The collateral pool includes a range of assets, such as non-qualified mortgage (non-QM) and loans exempt from ability-to-repay rules; first- and second-lien mortgages; and fully amortizing. A range of properties provides the collateral, including single-family residential homes, planned-unit developments, condominiums, townhomes and two- to four-family homes, according to the Asset Securitization Report's deal database.

The deal is slated to close on September 13. The manager wasn't specified on this deal, but ATLAS SP Partners managed the program's two previous transactions this year, according to Finsight.

At press time, S&P was the only rating agency that released preliminary ratings on the notes, and for its part it expects to assign 'AAA', 'AA' and 'A' ratings to the A1, A2 and A3 notes, respectively, according to S&P. The mezzanine tranche, M-1, is expected to garner a 'BBB' rating, while the B-1 and B-2 notes get ratings of 'BB' and 'B', respectively.

PRKCM 2023-AFC3 will repay investors through a senior-subordinate waterfall and hybrid pro rata-sequential structure, S&P said. Credit enhancement on the notes ranges from 33.40% on the A-1 notes through 2.85% on the class B-2 notes.
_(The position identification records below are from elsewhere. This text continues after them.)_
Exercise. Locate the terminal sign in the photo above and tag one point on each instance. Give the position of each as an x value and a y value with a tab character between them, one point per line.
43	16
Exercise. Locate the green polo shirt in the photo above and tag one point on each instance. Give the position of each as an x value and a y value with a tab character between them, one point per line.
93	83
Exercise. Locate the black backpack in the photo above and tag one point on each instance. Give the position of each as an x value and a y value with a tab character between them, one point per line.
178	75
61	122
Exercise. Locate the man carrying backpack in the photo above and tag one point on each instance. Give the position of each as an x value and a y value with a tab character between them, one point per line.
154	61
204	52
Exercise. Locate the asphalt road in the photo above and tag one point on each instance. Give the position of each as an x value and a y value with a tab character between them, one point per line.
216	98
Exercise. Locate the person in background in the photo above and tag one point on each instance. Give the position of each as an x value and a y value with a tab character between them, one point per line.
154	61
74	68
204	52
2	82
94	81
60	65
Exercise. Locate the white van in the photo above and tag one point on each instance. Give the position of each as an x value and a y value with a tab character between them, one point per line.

Also, the three A classes will issue fixed-rate notes, while the mezzanine and three subordinate classes will be priced with net weighted average coupon, according to S&P. The previous deal was priced on the three-month interpolated yield curve through out the whole structure, according to the ASR database.

Analysts from S&P Global Ratings observed that PRKCM 2023-AFC3's collateral pool characteristics are weaker than its archetypal prime pool, yet its attributes fall within its expectations for a nonprime portfolio. The 816 mortgages in the pool have an average loan balance of $393,158. On a weighted average (WA) basis the loans have an original cumulative loan-to-value (CLTV) ratio of 67.8%, and a debt-to-income ratio of 37.9%.

Adjustable-rate loans account for some 48.7% of the collateral pool, S&P said. Full documentation underwriting accounted for just 27.1% of the pool, while alternative, bank statement and P&L documentation accounted for 40.1% of the pool. Asset depletion and debt-service coverage ratio underwriting accounted for 32.8% of the pool. Meanwhile, self-employed borrowers made up 41.6% of the pool, while loans to foreign borrowers were 13.1% of the pool, the rating agency said.